Kaum ein Tag verstrich nach Primurows Festnahme, bis Viktor Ischajew, der frühere Gouverneur von Chabarowsk, festgesetzt wurde. Er war auch Putins Sonderbevollmächtigter für Russlands fernen Osten gewesen, danach Vizechef des größten russischen Ölkonzerns Rosneft. Er galt als einer der verdientesten Vertreter des postsowjetischen Systems.
Auch Ischajew wurde wegen einer finanziellen Unsauberkeit aus dem Verkehr gezogen. 70.000 Euro soll er sich bei der Abrechnung der Miete für ein Rosneft-Büro in die Tasche gesteckt haben. Wohlgemerkt 70.000 Euro in mehr als fünf Jahren.
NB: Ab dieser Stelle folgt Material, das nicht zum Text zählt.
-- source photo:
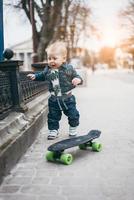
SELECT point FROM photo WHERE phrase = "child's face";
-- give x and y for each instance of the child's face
(55, 60)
Peanuts für russische Verhältnisse.
Sein Verbrechen: Er war nicht mehr loyal
Der 70-Jährige schien irritiert, als er im üblichen Gitterkäfig vor Gericht platziert wurde. „Fünf Millionen Rubel?“, murmelte der Inhaftierte ungläubig. Gemunkelt wird indes, Ischajew könnte noch an illegalem Holzhandel mit China beteiligt sein.
In Wirklichkeit hatte sich der Topbürokrat Schlimmeres erlaubt: Er war nicht mehr loyal. Bei den Regionalwahlen im Herbst versagte er im fernen Osten dem Kreml-Kandidaten die Unterstützung. Putins Partei Vereinigtes Russland steckte eine krachende Niederlage ein.
Auf den ersten Blick sind alle Fälle durch Korruption verbunden. Dieser Eindruck wird nach außen auch bewusst geschürt. In Russland gilt aber grundsätzlich: In Führungsetagen gelangt nur, wer bereits durch korruptes Verhalten die Unschuld verloren hat, sprich erpressbar ist. Auch bei früheren Vorfällen wurden Gouverneure verhaftet, die sich nicht mehr zuschulden hatten kommen lassen als Kollegen, die unbehelligt blieben.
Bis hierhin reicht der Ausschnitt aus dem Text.